21 de noviembre 2017

El fraude como política

El fraude en las votaciones

El CNE no sólo no ha defendido el derecho al voto de los electores, para cuya finalidad fue nombrado, sino que también se ha convertido en un instrumento de todas las violaciones a la Carta Magna, perpetradas por el Ejecutivo Nacional y los militares que por Ley obedecen sus instrucciones

En casi todos los procesos electorales en los países en los que existen regímenes democráticos, la oposición o algún sector de ésta, denuncia el ventajismo de los gobiernos, que generalmente se traduce en fraude, aunque en la mayoría de los casos no afecta los resultados de las elecciones, pero lo que ha sucedido sistemáticamente en nuestro país, indica que se ha convertido en una política de Estado, que si cambia la correlación de las fuerzas políticas participantes.

La anulación del Referendo Revocatorio del mandato del Presidente de la República, convocado por la oposición atendiendo a lo establecido en la Constitución Nacional de la República Bolivariana de Venezuela, es el primer gran fraude cometido por el gobierno y ejecutado por el Consejo Nacional Electoral (CNE) encargado de defender el voto de todos los ciudadanos. El CNE no sólo no ha defendido el derecho al voto de los electores, para cuya finalidad fue nombrado, sino que también se ha convertido en un instrumento de todas las violaciones a la Carta Magna, perpetradas por el Ejecutivo Nacional y los militares que por Ley obedecen sus instrucciones.
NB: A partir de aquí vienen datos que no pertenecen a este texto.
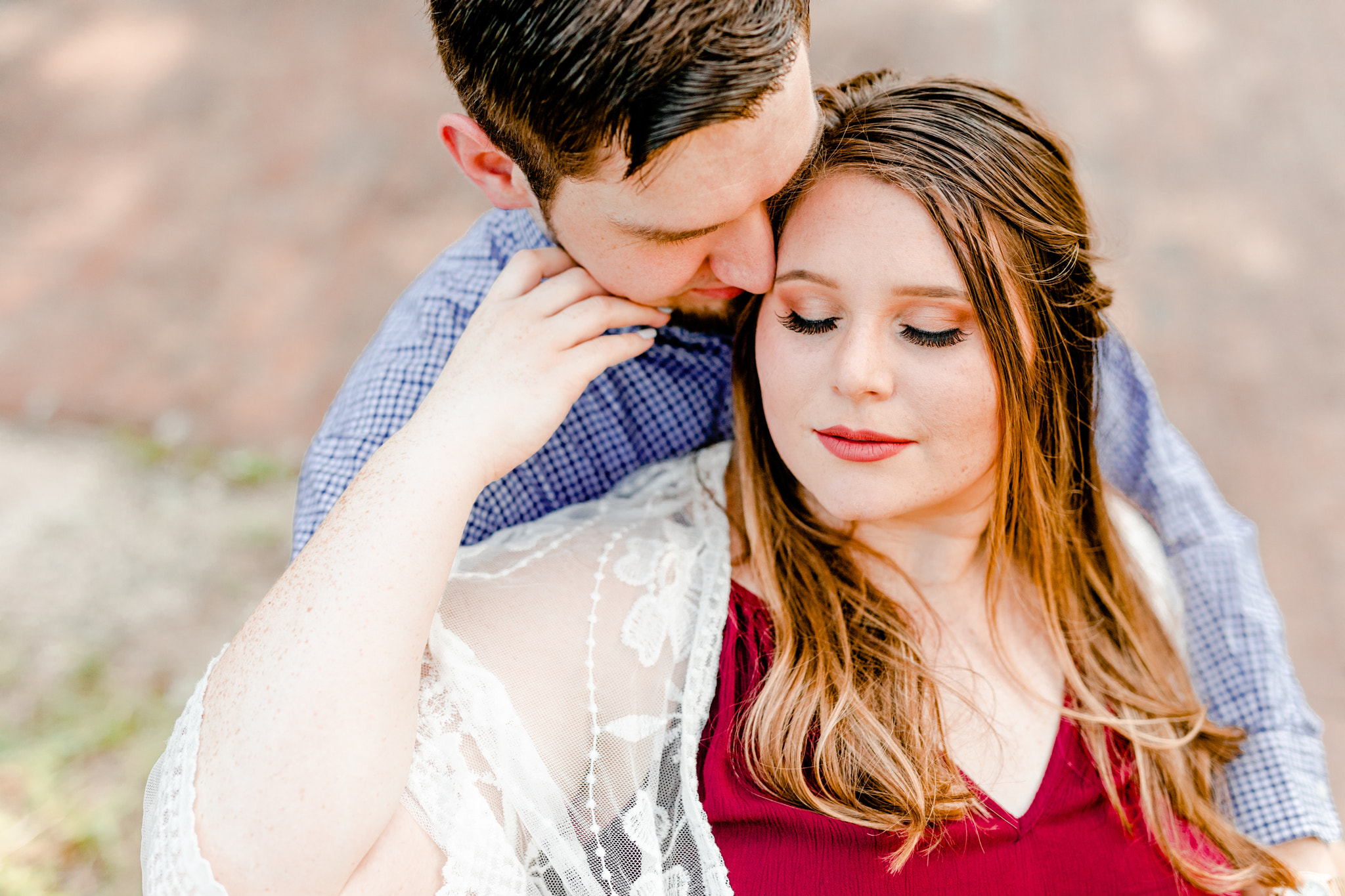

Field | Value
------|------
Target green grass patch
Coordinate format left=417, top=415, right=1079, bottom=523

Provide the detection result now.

Una vez impedida la realización del Referendo Revocatorio, el siguiente fraude a la ciudadanía y a la Constitución, fue la postergación de las elecciones regionales para escoger a los nuevos gobernadores de los Estados, evento que debió realizarse en el 2016, fijando por parte del CNE el segundo semestre de 2017, para su realización, posteriormente el mismo CNE las convocó para el mes de diciembre, y finalmente para octubre pasado. Lo que aparentaron como una rectificación democrática resultó un bochornoso acto de represión contra testigos no militantes del Partido de gobierno, amenazas contra miembros de mesas que no respondían a los dictados del oficialismo, utilizando grupos paramilitares dirigidos por funcionarios gubernamentales, e incluso a miembros del Plan República para impedir el ingreso a testigos de los Partidos de la oposición, a los centros electorales.

De allí la decisión de la mayoría de los Partidos Políticos miembros de la Mesa de la Unidad Democrática (MUD) de no concurrir a las elecciones para elegir a los Alcaldes en el mes de diciembre. Y aunque algunos partidos decidieron participar en dicho evento electoral, casi todos han declarado que están conscientes de los obstáculos que les podrá el Gobierno de Maduro, utilizando las mismas armas represivas y de amedrentamiento que pusieron un práctica en la realización de las elecciones regionales, asumiendo el riesgo de ser boicoteados y burlados en sus aspiraciones, quedándoles únicamente el recurso de la denuncia del fraude, tanto a escala nacional como internacional.

Y aunque la polémica no ha cesado, la participación de algunos Partidos Políticos y personalidades independientes, si no obtienen como único beneficio la conquista de algunos espacios de menor peso político, tal vez el más importante puede ser la ratificación que existe una política de Estado dirigida a convocar algunos procesos electorales, con la firme disposición de ganarlos mediante el fraude. Y ello podría aumentar la presión nacional e internacional, para obligar al régimen de Maduro a permitir realizar las próximas elecciones en condiciones de respeto al elector, a la Ley del Sufragio y a la Constitución Nacional.